I wholeheartedly agree.
 
To a point.
 
The concept of identity on its own is not the problem. 
 
Identity can and should be a compass. It can keep you from being pulled around by every opinion, every trend, every person who speaks bullshit fluently with confidence. It can keep you aligned and walking the right path, your energy focused and flowing only where it should.
 
But the moment you catch yourself thinking "I cannot be wrong," you’ve traded reality for certainty. Certainty is an alluring siren’s song, almost impossible to resist. It makes hard situations feel simple. It gives you clean lines and a script.
 
Then you spring into action.
 
Your attention narrows, you "focus." 
 
You listen for attacks against your “truth." The urge arrives fast and absolute: correct them, defend yourself, restore the story. When counterpoints or alternative perspectives are introduced, they don’t land like information, they land like threats. So you deflect, double-down, retreat further inward.
 
From your point of view, you are fighting for what is right. You are protecting something precious
 
But a healthy identity doesn’t need to win. A rigid identity does.
 
When we’re scared, we can’t tolerate complexity.

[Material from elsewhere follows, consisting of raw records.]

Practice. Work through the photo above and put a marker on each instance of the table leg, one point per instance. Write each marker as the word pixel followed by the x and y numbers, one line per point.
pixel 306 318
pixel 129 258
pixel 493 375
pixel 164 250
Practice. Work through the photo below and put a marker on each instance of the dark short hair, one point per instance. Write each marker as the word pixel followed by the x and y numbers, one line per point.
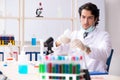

We’re not looking for a villain, but sometimes we accidentally create one because we're convinced the truth must be simple in order to be safe.
 
And when complexity becomes our easy villain, we get a cheap kind of clarity: someone to blame, a reason we don’t have to look deeper, and a clean narrative that keeps our own choices feeling justified.
 
The moment you stop asking honest questions, including uncomfortable ones, is the moment you are choosing blindness.
 
What am I missing? What would actually change my mind? What evidence would I accept if it showed up? What am I refusing to look at because it would force a hard choice?
 
Asking these questions doesn’t always feel good, because we then have to admit to ourselves that there are times we aren’t chasing truth, we’re chasing the path of least resistance. The quickest road to relief and coherence we can tolerate.
 
Coherence is comforting, but it’s also not the same thing as truth. Sometimes the truth requires us to be temporarily incoherent. To sit in the mess, hold two seemingly contradictory ideas at once, and admit that maybe your story needs revision.
 
Again, I am not trying to get you to live without beliefs, conviction, values, or identity. Those are valuable, necessary tools. Be a good person. Don't kick puppies. Tell the truth, even when it hurts. Love thy neighbor. Choose kindness. Don't tip 10% at a sit-down restaurant. You know the drill.
 
My only goal is to help you see that you can retain those things, while also possessing enough flexibility around them so reality can get through.
 
Is there friction in this process?
 
Yes.
 
But the mother of all invention, innovation, art, revolution, meaningful reform, ecstasy, and even great love is of friction.
 
Of letting something new in and allowing it to change us.
 
The other payoff of reality is freedom. Reality reduces drag by releasing you from the endless cycle of wasting energy defending stories that no longer make sense. It ends the low-grade anxiety of trying to keep the world, other people, and your own history arranged in a way that won’t challenge you.
 
Cleaner decisions. Faster repair. Fewer secret negotiations with yourself. Overall, your operating system runs with fewer bugs, fewer meltdowns. (As someone who likes to think of herself as a computer, I love that.)
 
How do you change your mind publicly without feeling like you’re losing? 
 
As someone who prefers to be right at all times and never look like an asshole, this is where I always get stuck.
 
The trick is to stop treating belief updates like grenade-like confessions and start treating them like what they are: maintenance. A competent person revises. A serious person learns. A person with values doesn’t cling to a position just because they once said it out loud.
 
You also don’t have to perform humiliation in order to prove your sincerity to another person. This is where I often over-correct. There’s nothing more this gal loves than writing a 40-page dissertation for an apology, when none was required in the first place.
 
Don’t grovel or prepare a big speech, just be straightforward. 
 
 
You used certainty as a shortcut. A belief that once protected you kept you from listening, and it took a little time to realize it. You value being fair and honest and responsible, and one time you got it wrong. Here's what you learned. You're sorry. The end.
 
Big deal. It happens.
 
Once more with feeling, you are human. 
 
Getting things wrong sometimes is both a feature and a bug of what it means to be alive.
 
Revisions to your beliefs, your truths, your values are not betrayals to your past-self. You are simply finishing the job your past-self started with more information and more courage.
 
If you can do that, if you can stay principled and still revise, you don’t lose.